New Minimally Invasive Procedure Removes Blood Clots from the Lungs, Saving Lives

Device Can Help COVID-19 Patients Who Develop Dangerous Clots

The heart team at Virtua Our Lady of Lourdes Hospital is using a new tool to treat pulmonary embolism, a life-threatening clot in the lungs. A device called the FlowTriever® uses a catheter to remove a clot from the lung arteries and the body, immediately restoring blood flow and a patient’s ability to breathe.

“Just as when we open a clogged artery in a person having a heart attack, using FlowTriever in a patient’s lung restores blood flow and results in rapid improvement,” said Ibrahim Moussa, DO, FACC, FSCAI, RPVI, an interventional cardiologist at Virtua Our Lady of Lourdes Hospital. “Performing this procedure through a catheter, we avoid open-chest surgery and long intensive care unit stays, as well as drugs that can increase bleeding risk.”

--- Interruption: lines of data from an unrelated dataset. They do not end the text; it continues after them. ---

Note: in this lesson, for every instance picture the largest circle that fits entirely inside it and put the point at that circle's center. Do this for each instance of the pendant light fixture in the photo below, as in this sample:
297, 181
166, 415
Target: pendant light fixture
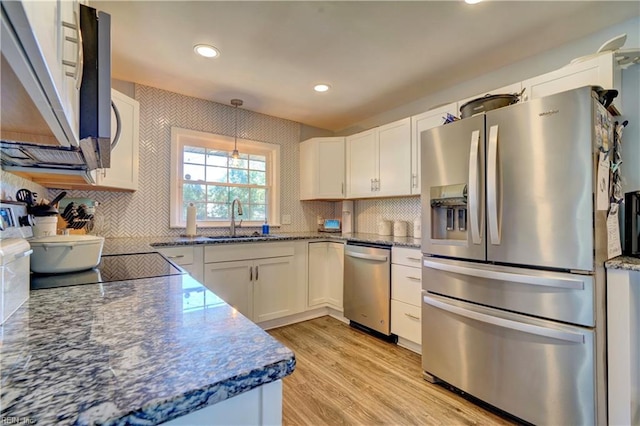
235, 154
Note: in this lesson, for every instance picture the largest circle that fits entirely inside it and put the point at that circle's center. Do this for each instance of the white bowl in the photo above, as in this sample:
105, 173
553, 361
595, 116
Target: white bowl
65, 253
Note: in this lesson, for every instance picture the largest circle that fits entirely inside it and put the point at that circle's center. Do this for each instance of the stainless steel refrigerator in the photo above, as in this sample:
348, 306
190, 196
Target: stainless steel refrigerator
513, 278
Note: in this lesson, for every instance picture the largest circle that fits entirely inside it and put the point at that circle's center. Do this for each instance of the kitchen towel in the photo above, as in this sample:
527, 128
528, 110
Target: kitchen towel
191, 220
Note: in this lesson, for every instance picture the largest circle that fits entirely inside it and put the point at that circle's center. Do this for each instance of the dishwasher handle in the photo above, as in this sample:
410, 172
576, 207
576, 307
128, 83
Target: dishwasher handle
367, 256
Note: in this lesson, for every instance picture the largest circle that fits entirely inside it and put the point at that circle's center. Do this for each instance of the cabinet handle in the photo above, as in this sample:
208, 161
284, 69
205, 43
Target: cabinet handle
116, 138
79, 63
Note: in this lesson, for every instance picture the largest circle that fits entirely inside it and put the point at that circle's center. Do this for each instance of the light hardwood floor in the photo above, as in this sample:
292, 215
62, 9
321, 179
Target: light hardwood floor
346, 377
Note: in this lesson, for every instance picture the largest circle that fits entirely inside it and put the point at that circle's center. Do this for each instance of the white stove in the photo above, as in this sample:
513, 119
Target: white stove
14, 258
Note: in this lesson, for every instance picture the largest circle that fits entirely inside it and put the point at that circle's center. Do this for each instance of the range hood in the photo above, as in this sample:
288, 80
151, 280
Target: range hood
33, 136
93, 153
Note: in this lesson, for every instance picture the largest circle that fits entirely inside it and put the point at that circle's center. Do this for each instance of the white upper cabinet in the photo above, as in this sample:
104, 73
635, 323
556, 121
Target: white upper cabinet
379, 160
41, 44
322, 174
602, 70
361, 164
394, 158
123, 172
420, 123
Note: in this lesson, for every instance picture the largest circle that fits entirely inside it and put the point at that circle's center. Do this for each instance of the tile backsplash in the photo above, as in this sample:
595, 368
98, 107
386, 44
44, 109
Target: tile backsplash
145, 212
10, 184
369, 212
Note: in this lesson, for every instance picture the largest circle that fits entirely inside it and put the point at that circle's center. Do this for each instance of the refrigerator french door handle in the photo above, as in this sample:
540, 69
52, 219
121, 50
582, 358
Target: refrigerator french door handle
492, 186
474, 190
555, 282
566, 336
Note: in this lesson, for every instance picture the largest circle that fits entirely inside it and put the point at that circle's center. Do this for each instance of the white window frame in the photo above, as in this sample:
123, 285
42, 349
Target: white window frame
181, 137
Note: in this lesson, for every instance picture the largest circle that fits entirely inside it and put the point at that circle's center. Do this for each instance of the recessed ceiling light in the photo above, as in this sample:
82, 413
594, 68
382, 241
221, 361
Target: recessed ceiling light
206, 50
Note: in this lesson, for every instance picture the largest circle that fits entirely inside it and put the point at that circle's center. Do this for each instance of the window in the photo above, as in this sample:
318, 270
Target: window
204, 173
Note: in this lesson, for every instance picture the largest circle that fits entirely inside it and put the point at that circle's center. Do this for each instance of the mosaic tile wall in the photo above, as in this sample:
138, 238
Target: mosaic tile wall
369, 212
10, 184
146, 211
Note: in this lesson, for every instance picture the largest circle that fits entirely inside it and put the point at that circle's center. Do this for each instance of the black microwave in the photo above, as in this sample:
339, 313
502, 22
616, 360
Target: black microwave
632, 224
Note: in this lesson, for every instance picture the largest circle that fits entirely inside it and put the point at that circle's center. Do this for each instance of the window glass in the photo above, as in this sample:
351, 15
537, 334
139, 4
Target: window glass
212, 179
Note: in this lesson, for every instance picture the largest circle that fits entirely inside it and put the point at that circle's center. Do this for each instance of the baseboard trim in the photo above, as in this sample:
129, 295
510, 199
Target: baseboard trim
408, 344
292, 319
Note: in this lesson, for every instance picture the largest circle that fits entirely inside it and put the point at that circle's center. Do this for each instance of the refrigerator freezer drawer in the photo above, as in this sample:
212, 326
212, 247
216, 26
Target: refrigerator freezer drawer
539, 371
553, 295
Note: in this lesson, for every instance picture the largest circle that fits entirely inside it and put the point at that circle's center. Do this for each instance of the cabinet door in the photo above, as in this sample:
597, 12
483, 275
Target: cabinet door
123, 173
307, 173
331, 168
601, 71
322, 169
420, 123
231, 281
361, 164
273, 286
335, 274
317, 274
394, 158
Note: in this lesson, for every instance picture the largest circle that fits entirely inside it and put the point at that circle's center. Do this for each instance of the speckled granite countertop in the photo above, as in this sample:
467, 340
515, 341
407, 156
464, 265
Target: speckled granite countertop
146, 244
623, 262
130, 352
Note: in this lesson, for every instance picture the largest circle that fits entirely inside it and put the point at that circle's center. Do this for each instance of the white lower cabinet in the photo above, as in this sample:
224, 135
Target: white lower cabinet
406, 290
274, 285
325, 276
263, 281
189, 258
233, 283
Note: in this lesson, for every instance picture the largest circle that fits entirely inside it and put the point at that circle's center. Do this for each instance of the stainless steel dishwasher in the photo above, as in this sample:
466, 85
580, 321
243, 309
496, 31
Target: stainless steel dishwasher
367, 286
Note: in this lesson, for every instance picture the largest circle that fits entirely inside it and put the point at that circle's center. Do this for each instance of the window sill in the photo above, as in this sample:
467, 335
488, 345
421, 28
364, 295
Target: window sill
252, 224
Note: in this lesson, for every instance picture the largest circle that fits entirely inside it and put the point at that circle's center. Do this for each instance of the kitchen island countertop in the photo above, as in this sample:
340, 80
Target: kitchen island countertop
143, 352
147, 244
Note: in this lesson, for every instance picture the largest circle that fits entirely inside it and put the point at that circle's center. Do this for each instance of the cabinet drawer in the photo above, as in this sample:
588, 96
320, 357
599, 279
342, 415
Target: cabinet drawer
406, 256
406, 321
406, 284
244, 251
178, 255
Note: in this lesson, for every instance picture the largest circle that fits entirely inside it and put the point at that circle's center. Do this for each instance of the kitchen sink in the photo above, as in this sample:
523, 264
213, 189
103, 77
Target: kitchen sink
242, 237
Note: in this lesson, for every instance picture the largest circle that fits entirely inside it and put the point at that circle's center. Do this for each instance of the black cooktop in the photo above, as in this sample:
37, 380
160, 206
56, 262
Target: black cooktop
120, 267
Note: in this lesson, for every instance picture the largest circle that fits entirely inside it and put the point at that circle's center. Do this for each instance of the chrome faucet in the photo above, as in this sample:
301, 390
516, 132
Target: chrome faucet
233, 216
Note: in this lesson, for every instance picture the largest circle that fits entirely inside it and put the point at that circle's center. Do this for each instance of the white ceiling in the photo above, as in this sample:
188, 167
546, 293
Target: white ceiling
376, 55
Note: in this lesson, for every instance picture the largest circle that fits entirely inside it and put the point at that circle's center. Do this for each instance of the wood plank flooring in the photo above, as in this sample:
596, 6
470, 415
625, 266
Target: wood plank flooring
346, 377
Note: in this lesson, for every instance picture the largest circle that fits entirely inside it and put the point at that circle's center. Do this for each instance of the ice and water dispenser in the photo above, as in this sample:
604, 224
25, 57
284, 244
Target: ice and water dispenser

Virtua Our Lady of Lourdes has the most experience using the FlowTriever of any hospital in South Jersey. Recently, the Virtua team used the device to successfully remove a pulmonary embolism in a patient hospitalized with COVID-19. Doctors have found that people with the coronavirus have an increased risk of developing blood clots. It is not clear why this occurs.

First-of-its-Kind Technology

The FlowTriever, manufactured by Inari Medical, is the first FDA-approved mechanical thrombectomy device purposely designed to treat pulmonary embolism. 

With the FlowTriever, a catheter is inserted through a vein in the groin area and threaded to the pulmonary arteries of the lungs. Suction is used to pull the clot out of the vessel and the body.

If the clot is adherent to the wall of the vessel, a tool on the tip of the catheter will bury into the clot and three self-expanding mesh discs will work to drag it out.

“This device offers us many advantages. We are able to remove large clots from large vessels, immediately restoring blood flow. We don’t have to use clot-busting thrombolytics, and since this is a minimally invasive, catheter-based procedure, we can better treat patients who are not candidates for open-chest surgery,” said Dr. Moussa.

A Promising Alternative

Commonly, initial treatments for pulmonary embolism are blood thinners, like heparin and warfarin. Blood thinners will keep the clot from getting bigger and work well for smaller clots, but may or may not completely dissolve bigger clots.

Doctors also may use thrombolytics, or clot busters, in conjunction with ultrasound waves delivered through a catheter to break up a clot. However, thrombolytics, like blood thinners, increase the possibility of internal bleeding and may pose an unsafe risk to older patients, according to Dr. Moussa.

If the clot cannot be removed or treated with these methods, surgeons may perform open-chest surgery to remove it. This involves making a large incision down the center of the chest and through the breastbone to access the heart and lungs. A heart-lung machine is necessary for this type of procedure to take over the heart pumping and the lungs breathing.

“While sometimes necessary, open-chest surgery is traumatic and can require months to recover,” said Dr. Moussa. “FlowTriever will serve as a promising alternative and we are pleased to provide this tool for our patients.”